Perhatikan apa yang ditulis oleh Yohanes, Yesus bertanya, “Simon, bin Yunus, apakah engkau mengasihi Aku lebih daripada mereka semua itu?” Lebih daripada mereka semua itu? Perhatikan, Petrus menjawab, secara jujur, apa yang ada di dalam hatinya, tanpa menganggap lebih baik daripada orang lain, dia mengatakan; Benar Tuhan, Engkau tahu, bahwa aku mengasihi Engkau. Titik. Tidak ada kalimat ‘lebih daripada mereka semua itu’. Saudara perhatikan, Petrus tidak mengatakan, tidak Tuhan, aku tidak mengasihi Engkau, tidak. Dia mengatakan ‘aku mengasihi Engkau,’ karena memang begitulah Petrus, dia tidak berbohong di dalam poin itu. Dia tahu apa yang dimilikinya, dia tahu apa yang dikerjakan Tuhan di dalam dirinya dan apa yang dia bisa persembahkan bagi Allah, tetapi, tanpa membandingkan diri lebih baik dari orang lain atau merendahkan orang lain.

Hal yang ke-2, Yesus bertanya 3 kali, “Simon, bin Yunus, anak Yohanes apakah engkau mengasihi Aku?” Apa yang Yesus itu mau tuju? Adalah sekali lagi, Yesus mau mengajarkan kerendahan hati dan kebergantungan di hadapan Allah, itu penting sekali untuk tidak masuk ke dalam jerat iblis. Sekali lagi, kerendahan hati dan kebergantungan di hadapan Allah, itu sangat, sangat penting untuk tidak masuk di dalam jerat iblis. Keyakinan terhadap diri sendiri meskipun keyakinan itu didasari oleh sesuatu yang real, tetapi tanpa bergantung kepada Allah, akan menjadi sasaran tembak setan di dalam hidup kita. Matius 26:35 menyatakan kata Petrus kepada Yesus, dan semua murid yang lainnya pun berkata demikian juga. Saudara secara psikologi, kalimat ini adalah kalimat yang menggambarkan kita semua kalau saudara-saudara karena show kita itu gsebenarnya sombong. Saudara-saudara, satu prinsip, kalau saudara melihat sesuatu yang paling tidak saudara sukai yang ada pada orang lain, saudara bisa pastikan, hampir semua itu ada pada diri kita sendiri.

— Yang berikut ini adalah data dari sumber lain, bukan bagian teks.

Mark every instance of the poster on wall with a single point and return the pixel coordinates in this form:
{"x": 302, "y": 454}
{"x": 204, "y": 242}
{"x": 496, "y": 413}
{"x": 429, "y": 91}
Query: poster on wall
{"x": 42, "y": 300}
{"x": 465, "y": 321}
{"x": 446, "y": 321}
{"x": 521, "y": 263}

Orang sombong itu paling nggak suka ketemu dengan orang sombong. Kalau saudara ketemu sama orang sombong, saudara-saudara bener-bener nggak suka, sombongnya luar biasa, itu adalah karena di saat itu, saudara kalah sombong sama dia. Petrus mengatakan sekalipun aku harus mati bersama-sama dengan Engkau, aku takkan menyangkal engkau dan murid-murid-Nya nggak mau kalah; aku juga, aku juga. Tetapi saudara lihat, pada saat Yesus disalib, kecuali Yohanes, seluruh murid-Nya itu tercerai berai, semuanya. Bahkan ketika Yesus sudah bangkit, mereka semua ketakutan.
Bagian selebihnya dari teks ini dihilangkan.